Ondanks dat eiseres 4 jaar in Nederland heeft gewoond, gewerkt en hier
een bestaan heeft opgebouwd dient er vanuit gegaan te worden dat zij in
Polen geworteld is.
Met betrekking tot de vraag of er voor eiseres in Polen naar de maatstaven
van dat land aanvaardbaar te achten opvang aanwezig is merkt de rechtbank
op dat eiseres weliswaar in Polen geen eigen woning meer ter beschikking
heeft, maar zij kan zich voor onderdak wenden tot haar ouders die in Polen
woonachtig zijn, danwel andere familieleden of kennissen. De positie van
eiseres als alleenstaande vrouw verschilt niet wezenlijk van die van haar
landgenoten aan wie om diezelfde reden evenmin verblijf hier te lande wordt
toegestaan. De dochter van eiseres heeft hier te lande 4 jaar onderwijs
gevolgd en belangrijke jaren van haar leven hier te lande doorgebracht.
Het is echter niet onaannemelijk geworden – alle omstandigheden in samenhang
bezien – dat eiseres en haar dochter de Poolse samenleving zozeer zijn
ontgroeid dat terugkeer naar Polen van hen in redelijkheid niet kan worden
gevergd. De omstandigheid dat de dochter van eiseres de Poolse taal niet
meer machtig zou zijn en mede hierdoor bij terugkeer naar Polen mogelijk
in een achterstandspositie zal komen te verkeren leidt niet tot een andere
conclusie, temeer nu de dochter van eiseres in staat is gebleken zich in
korte tijd de Nederlandse taal eigen te maken en er dus ook vanuit gegaan
mag worden dat zij ook binnen korte tijd weer Pools kan lezen en spreken.

Voorzover namens eiseres is aangevoerd dat verweerder ten onrechte is voorbijgegaan
aan de stelling dat eiseres en haar dochter door de partner van eiseres
zijn mishandeld, stelt de rechtbank vast dat verweerder hierop zowel in
het primaire besluit als in het bestreden besluit inderdaad niet is ingegaan.
Ook in het verweerschrift wordt hieraan geen overweging gewijd, terwijl
namens verweerder ter zitting evenmin is ingegaan op de gestelde mishandeling.
De rechtbank acht de omstandigheid dat deze stelling door verweerder niet
nader is onderzocht en niet bij de belangenafweging is betrokken, onzorgvuldig
en is voorts van oordeel dat het bestreden besluit op dit punt onvoldoende
is gemotiveerd. De rechtbank acht derhalve het beroep gegrond en zal het
bestreden besluit vernietigen.

De rechtbank acht termen aanwezig verweerder onder toepassing van artikel
8:75 van de Awb te veroordelen in de door eiseres gemaakte proceskosten.
Deze kosten zijn met inachtneming van het Besluit proceskosten bestuursrecht
en de daarbij behorende bijlage begroot op in totaal ƒ 1.420,= voor kosten
van door een derde beroepsmatig verleende rechtsbijstand:
*1 punt voor het indienen van een beroepschrift;
*1 punt voor het verschijnen ter zitting;
*waarde per punt ƒ 710,=
*wegingsfactor 1.

Tevens zal de rechtbank bepalen dat door de staat der Nederlanden aan eiseres
het door eiseres gestorte griffierecht dient te worden vergoed.

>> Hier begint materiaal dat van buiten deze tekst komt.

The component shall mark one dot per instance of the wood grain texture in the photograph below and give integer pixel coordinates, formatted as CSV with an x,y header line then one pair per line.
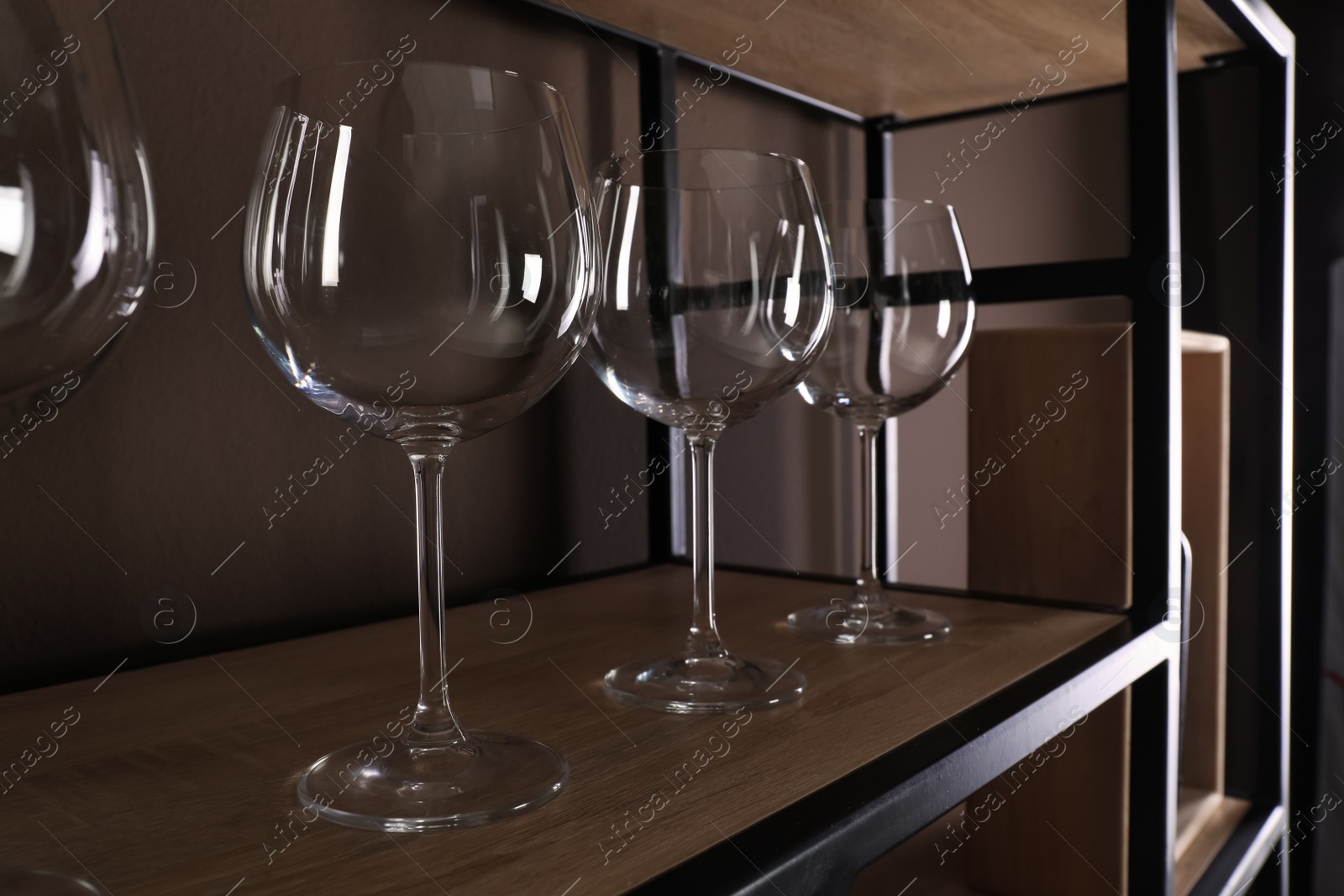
x,y
1206,417
175,778
1062,822
1048,493
917,58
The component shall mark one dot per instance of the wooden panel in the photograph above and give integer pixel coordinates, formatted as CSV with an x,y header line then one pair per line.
x,y
1058,821
179,778
914,60
1206,412
1221,820
1048,493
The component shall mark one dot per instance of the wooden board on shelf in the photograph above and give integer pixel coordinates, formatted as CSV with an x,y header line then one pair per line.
x,y
181,778
1206,417
1058,822
1218,819
914,60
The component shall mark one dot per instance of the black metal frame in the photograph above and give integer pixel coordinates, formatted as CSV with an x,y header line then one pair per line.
x,y
819,844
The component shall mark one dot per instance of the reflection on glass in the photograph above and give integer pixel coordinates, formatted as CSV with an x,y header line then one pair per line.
x,y
77,226
423,268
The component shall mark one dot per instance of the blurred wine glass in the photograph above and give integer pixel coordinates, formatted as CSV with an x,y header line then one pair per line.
x,y
420,262
905,313
77,224
714,304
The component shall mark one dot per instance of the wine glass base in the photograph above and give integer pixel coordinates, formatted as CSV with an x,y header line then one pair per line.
x,y
853,624
705,684
418,789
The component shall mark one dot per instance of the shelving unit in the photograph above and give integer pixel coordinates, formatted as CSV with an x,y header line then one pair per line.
x,y
877,63
190,788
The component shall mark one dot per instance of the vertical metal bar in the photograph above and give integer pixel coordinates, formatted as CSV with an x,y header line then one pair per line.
x,y
1155,714
1156,448
658,83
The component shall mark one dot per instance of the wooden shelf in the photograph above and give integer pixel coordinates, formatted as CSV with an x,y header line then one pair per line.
x,y
916,60
175,777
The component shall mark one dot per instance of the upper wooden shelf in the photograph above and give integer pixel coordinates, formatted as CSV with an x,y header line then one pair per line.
x,y
913,58
174,778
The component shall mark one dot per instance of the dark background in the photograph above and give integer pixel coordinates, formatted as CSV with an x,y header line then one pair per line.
x,y
158,468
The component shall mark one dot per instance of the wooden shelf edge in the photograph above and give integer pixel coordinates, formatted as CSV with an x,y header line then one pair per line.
x,y
1209,832
1245,853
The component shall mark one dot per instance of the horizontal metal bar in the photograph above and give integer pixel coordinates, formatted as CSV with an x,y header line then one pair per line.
x,y
1243,855
1257,24
1057,280
817,844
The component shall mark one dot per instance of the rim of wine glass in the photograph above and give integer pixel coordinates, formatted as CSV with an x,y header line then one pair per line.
x,y
942,208
801,170
460,66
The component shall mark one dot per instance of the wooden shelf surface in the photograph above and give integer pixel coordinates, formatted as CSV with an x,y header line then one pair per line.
x,y
176,778
916,60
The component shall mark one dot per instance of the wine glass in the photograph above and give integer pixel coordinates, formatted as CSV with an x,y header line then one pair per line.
x,y
714,302
905,313
77,224
420,259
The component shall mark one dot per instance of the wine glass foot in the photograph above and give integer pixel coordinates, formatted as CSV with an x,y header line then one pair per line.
x,y
417,789
857,622
705,684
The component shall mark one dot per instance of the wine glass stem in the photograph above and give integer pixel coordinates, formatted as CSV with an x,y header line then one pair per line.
x,y
434,723
703,640
870,579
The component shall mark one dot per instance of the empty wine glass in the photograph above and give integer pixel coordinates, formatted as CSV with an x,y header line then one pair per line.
x,y
77,224
904,318
714,302
420,261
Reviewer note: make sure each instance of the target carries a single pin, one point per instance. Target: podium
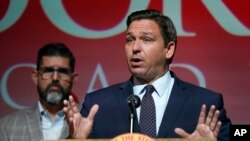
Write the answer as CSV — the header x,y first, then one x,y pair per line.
x,y
134,137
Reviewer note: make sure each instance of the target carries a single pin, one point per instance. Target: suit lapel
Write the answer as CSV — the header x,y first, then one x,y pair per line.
x,y
34,123
127,89
65,130
174,106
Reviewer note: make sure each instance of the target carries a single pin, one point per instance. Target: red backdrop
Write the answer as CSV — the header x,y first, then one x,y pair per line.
x,y
213,45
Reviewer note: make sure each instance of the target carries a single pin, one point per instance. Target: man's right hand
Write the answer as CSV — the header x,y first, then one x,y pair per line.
x,y
79,127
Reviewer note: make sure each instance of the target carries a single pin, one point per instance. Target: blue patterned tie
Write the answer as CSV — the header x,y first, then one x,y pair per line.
x,y
147,115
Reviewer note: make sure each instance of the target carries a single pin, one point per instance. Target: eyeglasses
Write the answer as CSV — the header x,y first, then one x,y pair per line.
x,y
63,73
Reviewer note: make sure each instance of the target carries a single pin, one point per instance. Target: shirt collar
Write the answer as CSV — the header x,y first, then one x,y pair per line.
x,y
159,85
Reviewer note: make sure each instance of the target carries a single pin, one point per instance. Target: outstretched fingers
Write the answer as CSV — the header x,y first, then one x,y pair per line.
x,y
94,109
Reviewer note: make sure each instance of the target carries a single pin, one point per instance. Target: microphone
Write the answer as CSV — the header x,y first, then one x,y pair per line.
x,y
133,103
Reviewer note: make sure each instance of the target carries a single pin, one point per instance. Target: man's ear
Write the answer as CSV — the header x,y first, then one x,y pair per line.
x,y
170,50
34,76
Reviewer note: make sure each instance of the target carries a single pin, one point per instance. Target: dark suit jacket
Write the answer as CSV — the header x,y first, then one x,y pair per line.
x,y
25,125
182,110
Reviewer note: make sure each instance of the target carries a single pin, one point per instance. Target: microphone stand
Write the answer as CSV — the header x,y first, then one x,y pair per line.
x,y
133,102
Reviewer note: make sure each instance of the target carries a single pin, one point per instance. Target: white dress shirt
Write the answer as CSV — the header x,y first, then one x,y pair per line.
x,y
51,128
163,87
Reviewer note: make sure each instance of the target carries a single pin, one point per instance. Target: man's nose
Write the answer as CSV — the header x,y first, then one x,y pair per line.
x,y
55,75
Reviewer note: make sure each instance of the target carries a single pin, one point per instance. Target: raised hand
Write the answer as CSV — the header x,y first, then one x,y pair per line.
x,y
207,127
79,127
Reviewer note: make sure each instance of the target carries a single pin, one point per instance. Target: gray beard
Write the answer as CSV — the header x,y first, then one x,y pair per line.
x,y
54,98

Mitsdien wordt beslist als volgt.

III. Beslissing

De rechtbank

verklaart het beroep gegrond;

vernietigt het bestreden besluit;

draagt verweerder op een nieuw besluit op bezwaar te nemen met inachtneming
van hetgeen is overwogen in deze uitspraak;

veroordeelt verweerder in de door eiseres gemaakte proceskosten vastgesteld
op ƒ 1.420,= en te voldoen aan de griffier.